In our ethics rating, the market leader is clearly ahead. Around 65 percent of the criteria are met. The environmental sector in particular has a positive impact. The group has gotten rid of its former throwaway image through ambitious recycling measures (keyword: environmentally friendly packaging). It looks much worse in social matters. The 44 percent shown only apply to the company's own employees. How the employees in the franchise operations are doing is not reflected in our rating system - we shouldn't forget that.

Three domestic fast food providers also took part in the survey and, as expected, could not keep up with the experienced global corporation. Ecological and social measures are carried out in isolation, there are no overarching objectives and no corresponding management system. The closest thing to the US group was Pizza Mann with 39 percent; in the environmental sector, the company was able to achieve 60 percent of the possible points.

Table: Fast Food Chains; What customers should know

Table: Fast food chains in the ethics test

How healthy is fast food?

Light variant. Fast food is usually high in fat, protein, and salt. Its nutritional value is often underestimated. A popular combination, Big Mac - French fries - Cola, is no longer a snack, but corresponds to a hearty main meal with a good 1000 calories. But not all fast food is the same as fast food. A simple hamburger with salad and a glass of orange juice would be healthier and only half as energetic. The same applies to schnitzel, pizza or sandwich: high-calorie food can be enriched with vitamin-rich side dishes. Fresh fruits and vegetables, low-fat dairy products would be best.

Forgivable sins. Every now and then you can treat yourself to a calorie bomb, provided that you otherwise pay attention to a balanced diet. This also applies to children. Bans mostly have the opposite effect; better integrate your “favorite food” into the menu: do not put anything hearty in front of you on the same day, but rather a pasta with vegetable sauce or wholemeal bread with cheese and fruit, for example.

Lesson learned. McDonald’s has learned from the campaigns against him and is now most ready to take on social responsibility. Three Austrian chains follow at a great distance. For other global corporations (Burger King, Pizza Hut ...) ethics is still a foreign word.

Ask questions. Large corporations in particular react to public pressure. Everyone can contribute to this - for example by asking those responsible unpleasant questions (Internet addresses in the table “What customers should know”).
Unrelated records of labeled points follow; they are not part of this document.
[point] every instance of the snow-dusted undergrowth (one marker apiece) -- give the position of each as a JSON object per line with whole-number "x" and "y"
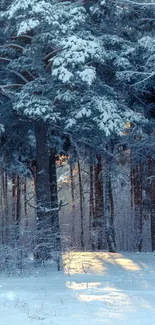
{"x": 97, "y": 288}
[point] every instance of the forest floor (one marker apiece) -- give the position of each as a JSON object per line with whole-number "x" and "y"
{"x": 93, "y": 289}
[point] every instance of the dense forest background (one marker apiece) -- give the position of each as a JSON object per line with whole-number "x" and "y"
{"x": 77, "y": 108}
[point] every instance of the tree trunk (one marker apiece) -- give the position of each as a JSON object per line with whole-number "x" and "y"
{"x": 18, "y": 210}
{"x": 73, "y": 201}
{"x": 81, "y": 205}
{"x": 91, "y": 200}
{"x": 138, "y": 205}
{"x": 109, "y": 212}
{"x": 54, "y": 200}
{"x": 99, "y": 205}
{"x": 151, "y": 188}
{"x": 42, "y": 188}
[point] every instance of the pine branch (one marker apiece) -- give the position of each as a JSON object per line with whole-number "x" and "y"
{"x": 20, "y": 76}
{"x": 16, "y": 46}
{"x": 11, "y": 86}
{"x": 4, "y": 59}
{"x": 21, "y": 37}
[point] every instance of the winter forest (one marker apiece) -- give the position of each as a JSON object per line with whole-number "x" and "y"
{"x": 77, "y": 118}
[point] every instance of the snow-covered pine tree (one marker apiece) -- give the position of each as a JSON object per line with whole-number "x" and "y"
{"x": 60, "y": 59}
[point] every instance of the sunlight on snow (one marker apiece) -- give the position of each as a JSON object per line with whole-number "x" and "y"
{"x": 96, "y": 263}
{"x": 82, "y": 285}
{"x": 128, "y": 264}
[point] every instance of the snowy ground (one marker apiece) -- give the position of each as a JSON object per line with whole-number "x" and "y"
{"x": 97, "y": 288}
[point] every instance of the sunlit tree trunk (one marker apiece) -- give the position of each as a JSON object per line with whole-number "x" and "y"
{"x": 73, "y": 200}
{"x": 42, "y": 184}
{"x": 91, "y": 200}
{"x": 138, "y": 205}
{"x": 81, "y": 205}
{"x": 54, "y": 199}
{"x": 109, "y": 210}
{"x": 151, "y": 188}
{"x": 98, "y": 220}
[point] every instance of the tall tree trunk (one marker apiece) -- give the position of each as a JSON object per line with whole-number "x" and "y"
{"x": 81, "y": 205}
{"x": 98, "y": 224}
{"x": 73, "y": 201}
{"x": 42, "y": 189}
{"x": 109, "y": 211}
{"x": 138, "y": 202}
{"x": 13, "y": 221}
{"x": 18, "y": 209}
{"x": 54, "y": 200}
{"x": 5, "y": 220}
{"x": 91, "y": 199}
{"x": 151, "y": 188}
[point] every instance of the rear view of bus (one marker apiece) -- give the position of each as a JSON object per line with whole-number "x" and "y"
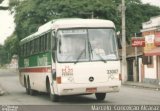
{"x": 87, "y": 60}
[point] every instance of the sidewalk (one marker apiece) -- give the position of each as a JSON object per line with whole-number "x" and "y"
{"x": 141, "y": 85}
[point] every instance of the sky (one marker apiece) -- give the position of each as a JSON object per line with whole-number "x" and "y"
{"x": 7, "y": 25}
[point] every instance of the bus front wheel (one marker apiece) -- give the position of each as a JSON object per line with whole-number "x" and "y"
{"x": 100, "y": 96}
{"x": 31, "y": 91}
{"x": 53, "y": 97}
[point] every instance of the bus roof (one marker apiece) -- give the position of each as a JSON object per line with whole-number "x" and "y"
{"x": 69, "y": 23}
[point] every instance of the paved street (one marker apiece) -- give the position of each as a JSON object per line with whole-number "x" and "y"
{"x": 15, "y": 95}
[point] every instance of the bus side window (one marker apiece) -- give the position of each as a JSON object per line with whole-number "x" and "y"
{"x": 22, "y": 51}
{"x": 42, "y": 43}
{"x": 49, "y": 41}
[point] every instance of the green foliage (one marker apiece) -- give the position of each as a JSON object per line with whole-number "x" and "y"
{"x": 30, "y": 14}
{"x": 10, "y": 47}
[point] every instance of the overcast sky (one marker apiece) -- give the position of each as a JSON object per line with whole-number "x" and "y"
{"x": 7, "y": 22}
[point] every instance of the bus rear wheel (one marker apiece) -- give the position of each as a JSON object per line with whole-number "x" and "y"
{"x": 53, "y": 97}
{"x": 31, "y": 91}
{"x": 100, "y": 96}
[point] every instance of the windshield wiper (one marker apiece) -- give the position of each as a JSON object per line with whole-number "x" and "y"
{"x": 79, "y": 56}
{"x": 102, "y": 59}
{"x": 90, "y": 46}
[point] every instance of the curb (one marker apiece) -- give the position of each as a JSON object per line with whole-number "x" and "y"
{"x": 139, "y": 85}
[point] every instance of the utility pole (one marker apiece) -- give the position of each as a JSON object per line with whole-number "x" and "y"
{"x": 124, "y": 63}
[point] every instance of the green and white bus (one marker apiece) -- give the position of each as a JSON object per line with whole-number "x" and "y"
{"x": 71, "y": 57}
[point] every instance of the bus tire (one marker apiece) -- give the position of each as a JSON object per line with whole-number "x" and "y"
{"x": 100, "y": 96}
{"x": 53, "y": 97}
{"x": 31, "y": 91}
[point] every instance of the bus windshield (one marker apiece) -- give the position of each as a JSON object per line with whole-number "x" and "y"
{"x": 76, "y": 45}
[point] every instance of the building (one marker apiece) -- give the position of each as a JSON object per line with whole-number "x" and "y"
{"x": 151, "y": 58}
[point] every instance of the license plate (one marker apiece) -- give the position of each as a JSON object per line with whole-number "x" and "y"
{"x": 91, "y": 90}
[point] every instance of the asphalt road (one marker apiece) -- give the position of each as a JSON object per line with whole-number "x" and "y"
{"x": 15, "y": 95}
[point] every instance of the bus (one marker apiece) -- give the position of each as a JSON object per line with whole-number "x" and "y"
{"x": 71, "y": 56}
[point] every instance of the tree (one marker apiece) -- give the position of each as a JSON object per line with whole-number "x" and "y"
{"x": 30, "y": 14}
{"x": 3, "y": 7}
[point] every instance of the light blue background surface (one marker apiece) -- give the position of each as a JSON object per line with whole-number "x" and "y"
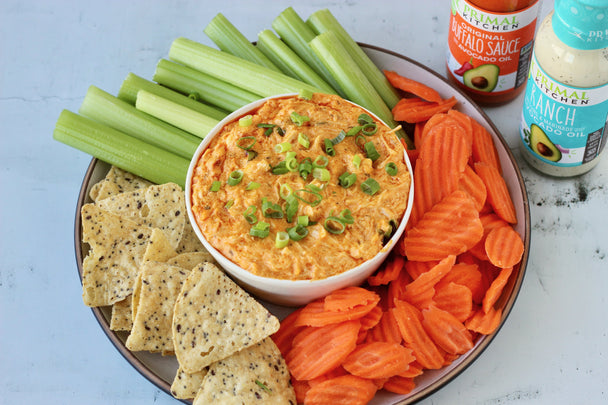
{"x": 553, "y": 348}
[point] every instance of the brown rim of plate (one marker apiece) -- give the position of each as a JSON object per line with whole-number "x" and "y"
{"x": 508, "y": 299}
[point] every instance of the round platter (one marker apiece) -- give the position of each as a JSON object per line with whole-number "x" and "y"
{"x": 160, "y": 370}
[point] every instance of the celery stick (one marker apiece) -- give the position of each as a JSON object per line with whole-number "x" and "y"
{"x": 229, "y": 39}
{"x": 133, "y": 83}
{"x": 174, "y": 114}
{"x": 289, "y": 62}
{"x": 323, "y": 20}
{"x": 119, "y": 149}
{"x": 294, "y": 31}
{"x": 107, "y": 109}
{"x": 237, "y": 71}
{"x": 352, "y": 80}
{"x": 208, "y": 88}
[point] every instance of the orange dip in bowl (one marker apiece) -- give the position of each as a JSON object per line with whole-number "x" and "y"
{"x": 254, "y": 174}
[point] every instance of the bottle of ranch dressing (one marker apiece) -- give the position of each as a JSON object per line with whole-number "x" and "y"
{"x": 565, "y": 113}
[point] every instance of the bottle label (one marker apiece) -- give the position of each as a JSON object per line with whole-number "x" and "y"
{"x": 490, "y": 52}
{"x": 562, "y": 125}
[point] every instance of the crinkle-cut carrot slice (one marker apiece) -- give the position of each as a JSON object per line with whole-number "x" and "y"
{"x": 489, "y": 221}
{"x": 344, "y": 390}
{"x": 321, "y": 350}
{"x": 420, "y": 292}
{"x": 456, "y": 299}
{"x": 451, "y": 227}
{"x": 495, "y": 290}
{"x": 389, "y": 271}
{"x": 468, "y": 275}
{"x": 446, "y": 331}
{"x": 484, "y": 323}
{"x": 284, "y": 336}
{"x": 409, "y": 319}
{"x": 498, "y": 193}
{"x": 415, "y": 109}
{"x": 415, "y": 269}
{"x": 474, "y": 186}
{"x": 484, "y": 149}
{"x": 387, "y": 330}
{"x": 399, "y": 385}
{"x": 504, "y": 247}
{"x": 412, "y": 86}
{"x": 348, "y": 298}
{"x": 375, "y": 360}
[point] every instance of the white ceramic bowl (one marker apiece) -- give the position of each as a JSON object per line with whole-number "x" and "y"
{"x": 288, "y": 292}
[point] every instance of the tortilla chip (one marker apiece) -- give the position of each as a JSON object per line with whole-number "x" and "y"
{"x": 186, "y": 385}
{"x": 158, "y": 206}
{"x": 117, "y": 181}
{"x": 190, "y": 260}
{"x": 214, "y": 318}
{"x": 117, "y": 246}
{"x": 155, "y": 292}
{"x": 257, "y": 374}
{"x": 121, "y": 319}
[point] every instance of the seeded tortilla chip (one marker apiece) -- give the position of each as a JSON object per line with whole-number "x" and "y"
{"x": 117, "y": 181}
{"x": 121, "y": 319}
{"x": 155, "y": 292}
{"x": 117, "y": 246}
{"x": 215, "y": 318}
{"x": 257, "y": 374}
{"x": 157, "y": 206}
{"x": 186, "y": 385}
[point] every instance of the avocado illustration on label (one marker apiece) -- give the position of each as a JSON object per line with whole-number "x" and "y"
{"x": 482, "y": 78}
{"x": 542, "y": 145}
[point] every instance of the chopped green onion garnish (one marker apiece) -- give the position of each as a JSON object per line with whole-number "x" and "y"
{"x": 320, "y": 161}
{"x": 245, "y": 121}
{"x": 215, "y": 186}
{"x": 281, "y": 240}
{"x": 282, "y": 147}
{"x": 305, "y": 168}
{"x": 370, "y": 186}
{"x": 298, "y": 119}
{"x": 270, "y": 209}
{"x": 334, "y": 225}
{"x": 391, "y": 168}
{"x": 249, "y": 214}
{"x": 320, "y": 173}
{"x": 260, "y": 230}
{"x": 347, "y": 179}
{"x": 303, "y": 140}
{"x": 370, "y": 150}
{"x": 329, "y": 147}
{"x": 253, "y": 185}
{"x": 298, "y": 232}
{"x": 235, "y": 178}
{"x": 246, "y": 142}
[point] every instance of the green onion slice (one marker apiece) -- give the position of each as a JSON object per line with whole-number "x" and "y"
{"x": 303, "y": 140}
{"x": 370, "y": 150}
{"x": 246, "y": 142}
{"x": 215, "y": 186}
{"x": 270, "y": 209}
{"x": 249, "y": 214}
{"x": 281, "y": 239}
{"x": 235, "y": 178}
{"x": 347, "y": 179}
{"x": 370, "y": 186}
{"x": 260, "y": 230}
{"x": 391, "y": 168}
{"x": 298, "y": 119}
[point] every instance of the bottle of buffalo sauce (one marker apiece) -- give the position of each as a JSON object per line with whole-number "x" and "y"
{"x": 489, "y": 47}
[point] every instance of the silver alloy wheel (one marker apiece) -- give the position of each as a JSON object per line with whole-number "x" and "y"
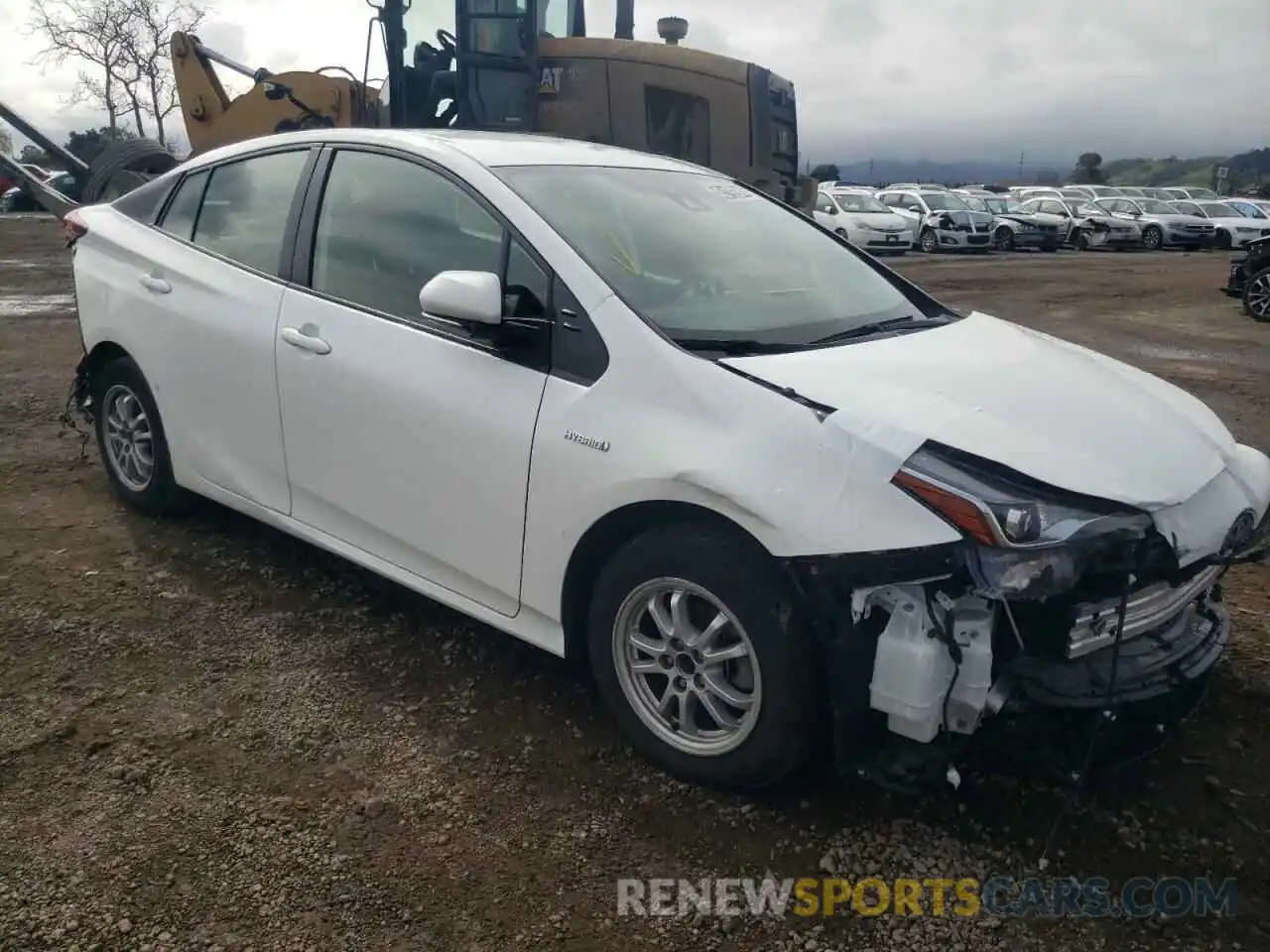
{"x": 688, "y": 666}
{"x": 1259, "y": 296}
{"x": 128, "y": 438}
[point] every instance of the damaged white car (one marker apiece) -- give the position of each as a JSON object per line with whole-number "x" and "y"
{"x": 636, "y": 413}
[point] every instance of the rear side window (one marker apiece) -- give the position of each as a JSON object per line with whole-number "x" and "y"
{"x": 388, "y": 226}
{"x": 245, "y": 208}
{"x": 183, "y": 212}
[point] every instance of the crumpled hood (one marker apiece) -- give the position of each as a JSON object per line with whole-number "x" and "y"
{"x": 1057, "y": 412}
{"x": 964, "y": 217}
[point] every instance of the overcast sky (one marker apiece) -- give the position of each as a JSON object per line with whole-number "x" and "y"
{"x": 903, "y": 79}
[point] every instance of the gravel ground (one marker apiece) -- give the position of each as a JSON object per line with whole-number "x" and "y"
{"x": 213, "y": 737}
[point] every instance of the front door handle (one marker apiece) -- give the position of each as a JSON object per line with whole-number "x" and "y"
{"x": 157, "y": 285}
{"x": 305, "y": 341}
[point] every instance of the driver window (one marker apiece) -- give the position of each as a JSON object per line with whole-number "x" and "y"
{"x": 388, "y": 226}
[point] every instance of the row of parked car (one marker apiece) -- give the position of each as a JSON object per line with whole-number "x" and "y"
{"x": 975, "y": 218}
{"x": 16, "y": 198}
Calorie bombs. A menu in a fast food establishment - main meal, side dish, drink - can have more calories than a main meal. And it's not exactly cheap either: you have to reckon with up to 12 euros.

That's how we tested

The survey was carried out by the VKI in January / February 2003. The core of the investigation is a survey of the companies, supplemented by written documents from the company, market research, discussions with company representatives and interest groups as well as mystery calls.

The criteria are divided into three areas and have been weighted according to their importance; was assessed according to the degree to which the (weighted) criteria were met, with a maximum of 100 percent. The overall rating results from the arithmetic mean of the three areas; it is also presented in a four-level ethical rating.

The following areas were surveyed (exemplary):

  • Environment: Environmental management, reduction of the consumption of water, waste water, energy, reduction of the emission of pollutants, reduction of packaging waste.
  • Social: Works council, measures to secure employment, health-promoting and family-friendly offers for employees, apprenticeship training, promotion of women, promotion of the disabled, compliance with international social standards in the procurement of goods or preliminary products.
  • Information openness: Publication of business reports, environmental reports and social reports, website analysis, willingness to provide information on inquiries, quality assurance, access to information, contact with interest groups (environmental associations, NGOs, consumer organizations).